Saliva plays a very important role in oral health and is often not appreciated until it’s not there (dry mouth). Saliva buffers and helps to neutralise acids and sugars in your mouth and coats the soft tissues protecting them from trauma when eating, swallowing, and speaking.
So why is saliva so important?
- it is the first line of protection against bacterial invasion
- helps to wash away food and debris from teeth and gums
- moistens and breaks down food for chewing, swallowing and taste
- provides disease-fighting substances to help prevent cavities and other infections
- helps to neutralise acids produced by bacteria in the mouth and keeps tooth surfaces strong by providing calcium, fluoride and phosphate ions. These help remineralise (heal/harden) tooth surfaces after sugar and acid attack
- helps maintain the pH of the mouth
Simply – it is your secret helper!
Chronic dry mouth increases your risk of developing tooth decay, gum disease and bad breath (halitosis). It is very unpleasant and can seriously impact your overall quality of life. It can affect speaking and taste, chewing and swallowing, which in turn affects nutrition and potentially your general and oral health.
If you suffer from dry mouth you may also experience symptoms such as; a burning sensation or soreness in your mouth, dry lips, reduced or altered sense of taste, recurrent mouth infections e.g. oral thrush, poor fitting or uncomfortable dentures or oral appliances and/or trauma and ulcers from tissues rubbing on teeth, dentures etc.
What is going on?
Dry mouth is a symptom, not a disease. If your mouth is dry it is important to identify the cause, so that it can be treated and managed properly.

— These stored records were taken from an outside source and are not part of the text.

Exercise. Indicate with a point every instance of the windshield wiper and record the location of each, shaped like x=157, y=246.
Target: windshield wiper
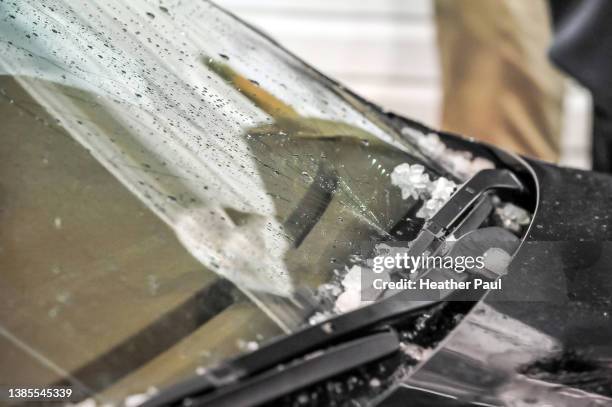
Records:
x=256, y=372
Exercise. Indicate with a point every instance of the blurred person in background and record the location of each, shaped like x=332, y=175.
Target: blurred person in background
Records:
x=498, y=83
x=582, y=47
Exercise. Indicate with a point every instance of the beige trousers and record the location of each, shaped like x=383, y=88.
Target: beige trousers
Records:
x=498, y=84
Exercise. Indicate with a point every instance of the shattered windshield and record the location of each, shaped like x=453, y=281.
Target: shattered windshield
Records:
x=176, y=189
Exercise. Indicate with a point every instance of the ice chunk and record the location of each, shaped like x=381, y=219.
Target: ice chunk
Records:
x=461, y=163
x=411, y=179
x=440, y=193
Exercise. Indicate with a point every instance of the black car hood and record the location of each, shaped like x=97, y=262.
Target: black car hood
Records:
x=546, y=337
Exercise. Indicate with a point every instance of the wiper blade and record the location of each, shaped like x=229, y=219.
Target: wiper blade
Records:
x=244, y=369
x=300, y=343
x=285, y=379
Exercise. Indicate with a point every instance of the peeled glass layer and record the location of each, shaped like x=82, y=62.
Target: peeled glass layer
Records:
x=206, y=138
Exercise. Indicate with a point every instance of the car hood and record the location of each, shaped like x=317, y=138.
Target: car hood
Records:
x=546, y=337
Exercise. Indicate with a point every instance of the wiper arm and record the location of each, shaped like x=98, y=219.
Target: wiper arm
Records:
x=245, y=368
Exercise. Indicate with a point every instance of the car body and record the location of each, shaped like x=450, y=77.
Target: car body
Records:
x=183, y=199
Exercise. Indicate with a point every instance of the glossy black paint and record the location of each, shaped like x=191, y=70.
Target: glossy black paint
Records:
x=547, y=337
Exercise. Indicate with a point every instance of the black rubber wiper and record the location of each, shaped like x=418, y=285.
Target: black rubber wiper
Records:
x=325, y=337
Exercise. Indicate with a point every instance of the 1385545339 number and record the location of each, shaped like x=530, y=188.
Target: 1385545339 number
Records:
x=39, y=393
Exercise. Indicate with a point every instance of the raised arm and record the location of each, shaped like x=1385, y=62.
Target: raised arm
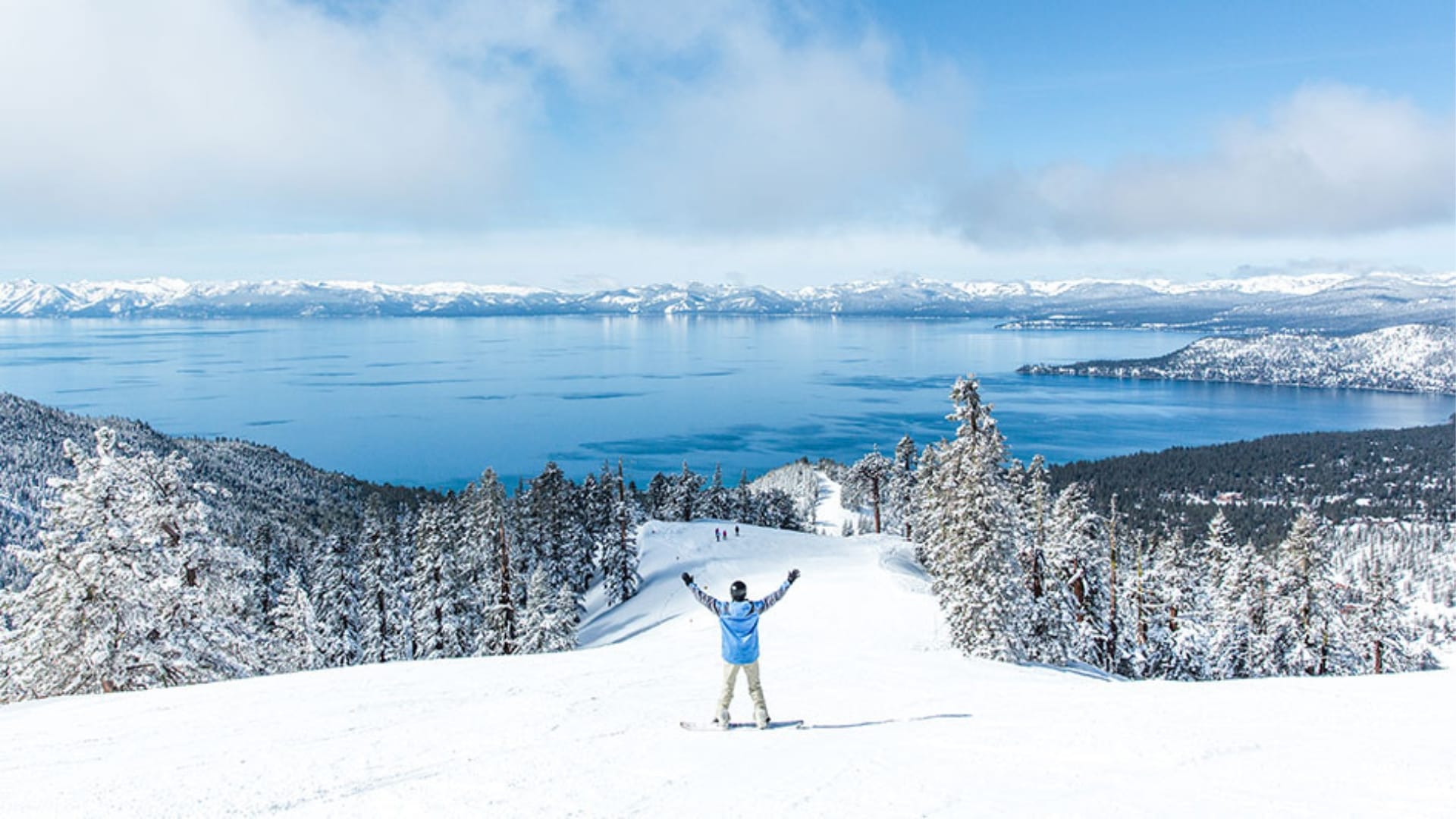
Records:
x=714, y=604
x=778, y=595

Your dentist or doctor can help with this.
Everyone’s mouth gets dry mouth on occasion e.g. if you are dehydrated or nervous. Many people notice their mouth dry in the morning when they wake up. This can be related to ‘morning bad breath’, which is quite normal and disappears rapidly when saliva is produced as you ‘get going’- eating, drinking and speaking. It can be more noticeable if you breathe through your mouth rather than your nose, especially at night. Drinking alcohol will dehydrate and increase oral dryness. If you use CPAP or oxygen therapy this will also cause dry mouth.
Basically it means your salivary glands aren’t producing enough saliva. Often this is because you are dehydrated and your body just doesn’t have enough fluid to produce the saliva you need.
Tip – drink plenty of water/fluids to prevent dehydration, however, bear in mind that if your mouth is continually dry it can be an indication of an underlying health problem.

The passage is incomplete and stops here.